‘No conclusive evidence’ of ISA in B.C. salmon


SeafoodSource staff

Published on
November 2, 2011

Dr. Are Nylund of the University of Bergen in Norway has reanalyzed 48 samples of Pacific salmon from British Columbia waters, and there is no conclusive evidence that any of fish are infected with the infectious salmon anemia (ISA) virus, farmed salmon producer Mainstream Canada reported on Thursday.

Nylund reanalyzed tests conducted last month by Dr. Fred Kibenge of the University of Prince Edward Island. One of the samples was tested 33 times, and in that sample he found one weak positive result and 32 negative results.
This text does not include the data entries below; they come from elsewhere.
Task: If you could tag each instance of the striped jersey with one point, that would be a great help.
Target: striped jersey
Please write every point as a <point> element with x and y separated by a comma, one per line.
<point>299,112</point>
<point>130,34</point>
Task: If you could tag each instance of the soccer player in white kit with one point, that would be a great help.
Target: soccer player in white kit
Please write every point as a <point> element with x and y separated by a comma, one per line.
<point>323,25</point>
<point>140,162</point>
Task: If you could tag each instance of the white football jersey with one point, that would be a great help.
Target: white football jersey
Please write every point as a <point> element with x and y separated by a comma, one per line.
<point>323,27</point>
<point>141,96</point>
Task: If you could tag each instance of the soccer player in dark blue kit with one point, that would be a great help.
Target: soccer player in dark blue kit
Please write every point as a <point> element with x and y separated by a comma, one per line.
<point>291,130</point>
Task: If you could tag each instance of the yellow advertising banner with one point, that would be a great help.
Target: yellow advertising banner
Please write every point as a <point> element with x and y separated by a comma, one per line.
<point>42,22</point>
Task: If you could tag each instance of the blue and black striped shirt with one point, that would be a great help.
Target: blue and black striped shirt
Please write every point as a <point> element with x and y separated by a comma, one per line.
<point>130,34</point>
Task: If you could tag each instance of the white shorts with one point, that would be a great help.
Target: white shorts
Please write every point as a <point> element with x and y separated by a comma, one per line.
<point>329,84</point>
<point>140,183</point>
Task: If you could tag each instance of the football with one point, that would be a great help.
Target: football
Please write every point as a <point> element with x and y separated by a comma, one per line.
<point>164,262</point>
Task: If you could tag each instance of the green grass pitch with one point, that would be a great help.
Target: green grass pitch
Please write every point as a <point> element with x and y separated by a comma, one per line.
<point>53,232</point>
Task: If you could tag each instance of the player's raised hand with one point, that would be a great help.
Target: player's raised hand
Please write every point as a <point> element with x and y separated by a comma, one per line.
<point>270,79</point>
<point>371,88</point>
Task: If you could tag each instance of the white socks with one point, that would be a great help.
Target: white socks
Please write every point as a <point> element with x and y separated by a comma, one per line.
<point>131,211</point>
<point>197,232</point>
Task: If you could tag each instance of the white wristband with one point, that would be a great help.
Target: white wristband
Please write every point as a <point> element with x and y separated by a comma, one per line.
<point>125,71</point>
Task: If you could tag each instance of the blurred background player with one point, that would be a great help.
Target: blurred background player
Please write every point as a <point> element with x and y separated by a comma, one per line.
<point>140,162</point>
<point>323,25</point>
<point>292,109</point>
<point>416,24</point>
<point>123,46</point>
In a recent interview obtained by Mainstream, Nylund said, “The test material we received was of poor quality, and all tests were negative except the one which was weakly positive. This means that I could not confirm the results from Kibenge, since he found two clearly positive findings and concluded that this had European origin.

“This also means that a virus having genetic similarities with ISA or something totally different may be picked up by the test. Therefore we need to sequence/genotype the virus to provide serious comment on the origin,” he continued. “Not all ISA-type findings are described, and there are surely many we have not yet discovered.”

The alleged discovery of  ISA in two juvenile sockeye salmon harvested from British Columbia waters has ignited a media firestorm in the Pacific Northwest. Now three U.S. senators from Washington and Alaska are calling on the U.S. government to independently test samples of Pacific salmon. The Canadian Food Inspection Agency has urged against jumping to conclusions.

The initial tests were conducted by Simon Fraser University fisheries statistician Rick Routledge on behalf of wild salmon activist Alexandra Morton.

“We believe that it is more important than ever to wait for the lead agency on this file to give the final word on this issue, and for them to complete their battery of tests before jumping to any conclusions. We urge the CFIA scientists to quickly conclude their investigation and publish their findings,” said Mainstream Canada.

Mainstream Canada added that it has tested thousands of farmed and wild salmon in British Columbia, including more than 1,200 fish this year alone, and, to date, no ISA has been detected. Mainstream Canada is owned by Cermaq, a Norwegian company.